There are as many as three distinct comparisons here: 

* Channel strip plugins versus no processing (or as little processing as possible)
* Channel strips versus plugin chains consisting of separate compressors, EQs, etc.
* Plugins that emulate analog gear versus plugins that are as clean as possible

Which comparison(s) are you interested in?


----------



## rrichard63 (Dec 2, 2021)

... and the answer might also depend on whether you're trying for a concert hall orchestral sound (and which period -- baroque, classical, romantic, modern), or for a cinematic orchestra sound, or for something else entirely.


----------



## muziksculp (Dec 2, 2021)

rrichard63 said:


> There are as many as three distinct comparisons here:
> 
> * Channel strip plugins versus no processing (or as little processing as possible)
> * Channel strips versus plugin chains consisting of separate compressors, EQs, etc.
> ...


Basically the Popular/Classic Console emulation Channel Strips , i.e. Neve, SSL, Focusrite, AMEK, ..etc. 

Since I'm guessing they can unify the overall mix, and character, and have handy tools to sculpt each channel of your mix.


----------



## Seymour Caiman (Dec 2, 2021)

I like using the modular Waves Abbey Road Mastering Chain as a channel strip for glue.


----------



## doctoremmet (Dec 2, 2021)

Seymour Caiman said:


> I like using the modular Waves Abbey Road Mastering Chain as a channel strip for glue.

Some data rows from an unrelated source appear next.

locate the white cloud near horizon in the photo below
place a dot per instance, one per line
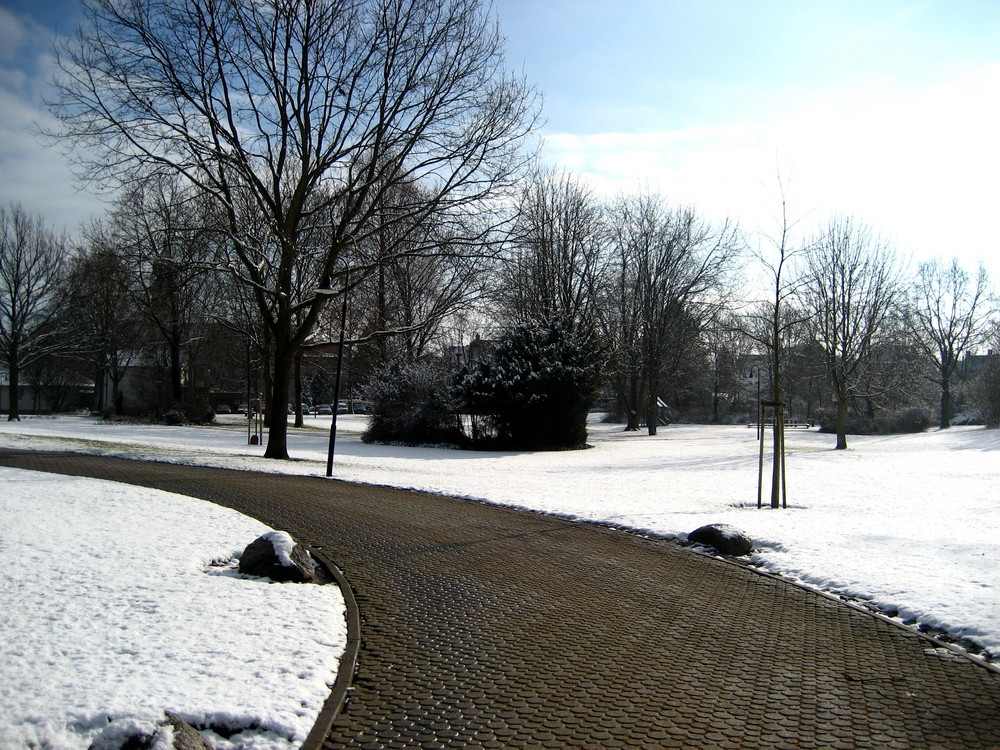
(919, 165)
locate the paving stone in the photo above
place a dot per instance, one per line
(489, 627)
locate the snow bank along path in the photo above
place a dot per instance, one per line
(910, 523)
(118, 602)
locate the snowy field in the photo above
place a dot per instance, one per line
(909, 523)
(118, 602)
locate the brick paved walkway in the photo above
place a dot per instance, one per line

Came here to say this ^. Also: Kazrog True Iron and Waves TG12345 sometimes (on inserts).


----------



## Zanshin (Dec 2, 2021)

These days, for me: Goodhertz Tiltshift and Tupe.


----------



## RevivalSoundStudios (Dec 2, 2021)

Yes, but very subtle such as driving a neve channel a bit, or a slight(0-1db boost) in the upper frequencies for a string section as an example. Fab filter does the heavy lifting though and is mainly used for subtractive EQ.


----------



## dgburns (Dec 2, 2021)

Plugin Alliance SSL E, plus Kush Clariphonic at times. I go easy on the settings. I like that comp and expander section.


----------



## Living Fossil (Dec 2, 2021)

muziksculp said:


> With so many console emulations channel strips available today, I was curious if they are a good choice to be used for mixing Orchestral Music ?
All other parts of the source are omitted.